[G.R. No. 150319.
January 16, 2002]
MAÑAGO vs. SPS. FRANCO, et al.
Gentlemen:
Quoted hereunder, for your information, is a
resolution of this Court dated JAN
16 2002.
G.R.
No. 150319 (Joseph Mañago vs. Spouses Noel and Librada Franco, et al.)
Petitioner
Joseph Mañago is a contractor of the Department of Public Works and Highways in
Malolos, Bulacan, in connection with the repair of General Alejo S. Santos
Highway along Barangays Cambaog and Talampas in Bustos, Bulacan. He and two of
his employees, Cornelio N. Algoso and Michael F. Santos, were sued for damages
by respondent Spouses Noel and Librada Franco for the death of their son,
Norwin Franco. It appears that between 8 and 9 o’clock in the evening of June
10, 1996, while Norwin Franco was riding on his three-wheeled motorcycle along
the General Alejo S. Santos Highway, his motorcycle hit mounds of earth dumped
on the highway by petitioner’s men, causing the motorcycle to turn turtle. As a
result, Norwin Franco suffered injuries from which he died four days later, on
June 14, 1996.
The case was filed in the Regional Trial Court, Branch 82, in Malolos,
Bulacan. A witness for respondents, Felicisimo Ramos, barangay captain of
Barangay Malamig in Bustos, Bulacan, testified that there were about 15 mounds
of earth placed along Barangay Cambaog at the time he saw the victim and that
there were no lights or guard rails. Another witness, a tricycle driver,
Hermies dela Cruz, claimed that he also met an accident along Barangay Cambaog
at about the same time. He said that he and one Rolando Pinella were on their
way to the hospital when they were stopped by Felicisimo Ramos and the injured
victim and all of them proceeded to the Sto. Niño Hospital in Bustos.
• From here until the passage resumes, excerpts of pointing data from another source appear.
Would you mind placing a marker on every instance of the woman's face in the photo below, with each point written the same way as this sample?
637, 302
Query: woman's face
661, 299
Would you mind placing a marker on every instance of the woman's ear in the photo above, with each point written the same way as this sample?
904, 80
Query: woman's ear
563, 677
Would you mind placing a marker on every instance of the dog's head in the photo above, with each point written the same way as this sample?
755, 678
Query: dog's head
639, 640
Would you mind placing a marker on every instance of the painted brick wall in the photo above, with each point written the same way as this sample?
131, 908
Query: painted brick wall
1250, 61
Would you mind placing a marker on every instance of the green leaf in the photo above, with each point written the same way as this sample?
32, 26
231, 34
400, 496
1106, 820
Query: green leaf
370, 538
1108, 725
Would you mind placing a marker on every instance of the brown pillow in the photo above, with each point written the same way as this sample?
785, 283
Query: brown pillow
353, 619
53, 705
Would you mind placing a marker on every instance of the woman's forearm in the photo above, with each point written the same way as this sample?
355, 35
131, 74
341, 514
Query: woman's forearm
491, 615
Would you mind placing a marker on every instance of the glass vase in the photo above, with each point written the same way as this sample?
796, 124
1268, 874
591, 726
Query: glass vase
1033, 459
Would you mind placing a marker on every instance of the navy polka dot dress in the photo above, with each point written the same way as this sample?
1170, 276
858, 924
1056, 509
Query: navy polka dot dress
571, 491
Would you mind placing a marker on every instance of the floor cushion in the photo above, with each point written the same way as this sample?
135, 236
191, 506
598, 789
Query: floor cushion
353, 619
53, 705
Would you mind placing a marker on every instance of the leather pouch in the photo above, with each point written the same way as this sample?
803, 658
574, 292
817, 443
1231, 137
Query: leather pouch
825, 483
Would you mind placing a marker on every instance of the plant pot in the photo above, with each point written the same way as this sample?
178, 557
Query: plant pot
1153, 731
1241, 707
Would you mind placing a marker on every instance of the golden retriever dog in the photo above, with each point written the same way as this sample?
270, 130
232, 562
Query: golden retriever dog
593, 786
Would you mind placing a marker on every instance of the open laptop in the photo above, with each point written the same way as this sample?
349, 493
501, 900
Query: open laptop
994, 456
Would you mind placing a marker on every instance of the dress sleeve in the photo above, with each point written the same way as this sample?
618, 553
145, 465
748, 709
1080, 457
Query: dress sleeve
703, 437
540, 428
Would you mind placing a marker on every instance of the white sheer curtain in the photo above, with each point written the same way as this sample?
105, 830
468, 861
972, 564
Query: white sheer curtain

Mayor
Pablito V. Mendoza of Bustos, Bulacan issued a certification that the
petitioner, as contractor, did not inform his office of the rerouting of
traffic for the duration of the repair, and that the dumping of the mounds of
earth along General Alejo S. Santos Highway was a violation of a municipal
ordinance.
The trial court
found petitioner Joseph Mañago solely liable for the death of the victim as the
respondents failed to present any evidence to prove that Cornelio N. Algoso and
Michael F. Santos were employees of petitioner or that they were the ones who
placed the mounds of earth on the highway. It was held that the proximate cause
of the death of the victim was the negligent dumping of the mounds of earth on
a strip of the highway. The dispositive portion of this decision reads:
PREMISES CONSIDERED, judgment is rendered in favor of
the plaintiffs-spouses and against defendant Joseph [Mañago] ordering the
latter to pay the following amounts:
1. P220,442.50 as actual damages;
2. P50,000.00 as moral damages;
3. P50,000.00 as exemplary damages;
4. P20,000.00 as attorney’s fees; and
5. Cost of suit
The counterclaim of defendant [Mañago] is hereby
DISMISSED for lack of merit.
SO ORDERED.
On appeal, the Court of Appeals affirmed the decision of the trial court
and denied petitioner’s motion for reconsideration. Hence, this petition.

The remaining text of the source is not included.